The winter season is blessed with the dormancy of plants. During this cold time, deciduous species of many plants can be dug from the fields, transported and planted in your garden at much reduced cost, and often wider selection of varieties (especially in fruit trees and roses). Here are a few tips on planting if you have purchased bare root plants for the garden. First keep the plant roots moist and the plant cool and shaded. If it has arrived mail order, you may also wish to soak the roots in water overnight to help rehydrate the plant before planting. Dig your planting hole, wider is better than too deep. You goal is to dig a holw which comfortably accomodates the roots when they are spread out in the hole. Next you will want to add some soil amendment to the soil which has been dug out and mix thoroughly… this will be the backfill soil used to fill your hole and cover the roots. If the plant seems tall or floppy, you may wish to stake it, and installing a stake before you plant is good since you will not damage roots if this step is done prior to planting. Now you can make a cone of soil in the center of your hole with that amended mix. place the bare root plant on top of this soil and spread the roots all around the slope of that cone of soil. You can water to settle the soil with a bucket/slow running hose at this time to help settle the soil and get rid of air pockets in the soil with this technique. facing the plant can also be done now, with grafted/budded plants, it is recommended to face the scar of the understock north so that the union is facing south. (In simple terms… the bulge of the stem should face south so that the cut off lower stem will be shaded) If you do not do this, that sensitive area can sunburn and the bark will be damaged, which causes compromised future growth. Now continue to backfill the soil to perhaps half full for the hole and then water again to settle that new layer of soil. Wait for the water to drain away at each watering then continue to add more soil until the hole is filled and is at grade level of the surrounding soil. I do not recommend a basin for watering, it is better to use a slow trickling hose to water or drip irrigation. The idea is to get water regularly to the new growing roots, so water is needed to go deeply into the soil, not far outside the planting hole area. You can mulch lightly if you wish to conserve moisture during summer dry and hot spells.

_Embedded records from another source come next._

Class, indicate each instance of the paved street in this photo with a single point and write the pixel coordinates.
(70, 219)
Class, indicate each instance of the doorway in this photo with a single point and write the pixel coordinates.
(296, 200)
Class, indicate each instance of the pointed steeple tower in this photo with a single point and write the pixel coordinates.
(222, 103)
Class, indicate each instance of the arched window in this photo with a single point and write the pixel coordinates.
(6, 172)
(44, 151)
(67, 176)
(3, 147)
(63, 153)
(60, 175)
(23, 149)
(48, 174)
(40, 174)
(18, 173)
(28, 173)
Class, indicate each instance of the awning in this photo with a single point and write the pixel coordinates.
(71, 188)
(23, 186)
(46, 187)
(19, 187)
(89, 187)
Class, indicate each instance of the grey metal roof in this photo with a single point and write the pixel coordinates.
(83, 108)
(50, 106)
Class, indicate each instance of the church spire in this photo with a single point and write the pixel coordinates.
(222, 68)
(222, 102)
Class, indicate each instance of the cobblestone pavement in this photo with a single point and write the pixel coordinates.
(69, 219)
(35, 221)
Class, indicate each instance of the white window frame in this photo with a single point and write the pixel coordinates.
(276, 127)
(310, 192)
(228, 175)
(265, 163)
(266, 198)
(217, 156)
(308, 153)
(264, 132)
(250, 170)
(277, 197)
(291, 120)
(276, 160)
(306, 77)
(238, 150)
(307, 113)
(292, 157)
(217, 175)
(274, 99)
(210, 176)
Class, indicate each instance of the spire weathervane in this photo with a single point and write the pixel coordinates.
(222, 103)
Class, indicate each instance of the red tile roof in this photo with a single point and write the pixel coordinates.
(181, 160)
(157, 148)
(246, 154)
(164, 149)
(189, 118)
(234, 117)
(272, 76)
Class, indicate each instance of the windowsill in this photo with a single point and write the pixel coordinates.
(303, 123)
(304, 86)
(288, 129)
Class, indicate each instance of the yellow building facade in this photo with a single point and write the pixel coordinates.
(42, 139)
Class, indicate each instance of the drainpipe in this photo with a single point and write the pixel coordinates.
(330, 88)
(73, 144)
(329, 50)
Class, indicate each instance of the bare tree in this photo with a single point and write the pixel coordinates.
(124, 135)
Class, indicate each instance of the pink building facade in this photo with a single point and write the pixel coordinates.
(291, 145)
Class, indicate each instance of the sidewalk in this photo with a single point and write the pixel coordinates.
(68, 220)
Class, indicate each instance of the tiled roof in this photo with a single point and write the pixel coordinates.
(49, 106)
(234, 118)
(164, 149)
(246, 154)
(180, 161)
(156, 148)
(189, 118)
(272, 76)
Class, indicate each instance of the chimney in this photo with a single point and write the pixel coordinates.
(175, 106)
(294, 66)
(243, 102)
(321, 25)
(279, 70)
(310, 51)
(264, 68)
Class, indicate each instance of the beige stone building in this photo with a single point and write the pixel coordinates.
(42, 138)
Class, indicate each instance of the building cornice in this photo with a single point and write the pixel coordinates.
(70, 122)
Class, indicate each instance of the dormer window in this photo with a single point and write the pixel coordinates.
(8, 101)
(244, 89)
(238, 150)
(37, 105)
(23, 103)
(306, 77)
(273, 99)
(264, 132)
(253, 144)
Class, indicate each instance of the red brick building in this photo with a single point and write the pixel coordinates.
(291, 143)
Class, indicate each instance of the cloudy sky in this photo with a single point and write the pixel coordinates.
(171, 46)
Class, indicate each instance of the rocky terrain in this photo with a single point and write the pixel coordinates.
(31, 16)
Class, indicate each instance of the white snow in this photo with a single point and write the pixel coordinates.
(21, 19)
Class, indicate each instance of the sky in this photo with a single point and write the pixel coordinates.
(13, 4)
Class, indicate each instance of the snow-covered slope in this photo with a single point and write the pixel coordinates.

Pruning of the root tips is necessary if they have a jagged cut end before you plant, and any top growth which has been damaged should also be cleanly pruned back to a well placed side bud, branch after planting.
Fruit trees and roses are the main candidates which are offered bare root, but a number of plants can be purchased this way. Flowering shrubs, trees, even perennials and vegetables can all be bought during the winter dormant period of the bare root season.
After care of the newly planted plant is elatively easy. You do not want the plant to suffer from not enough water, so water regularly, but at the same time, since it is a young plant, those watering needs will be far less than an older established plant. With many species, you may have to wait several years for the quality/characterisitcs to become apparent in the plant, tree, but that wait is offset by the lower cost and ease of planting from doing it bare root.
Another point to consider when planting by this method is that the entire root zone is one homogenious mixture of native soil to the site, not a noncompatible nursery mix which has an abrupt transition from root ball to native soil on site.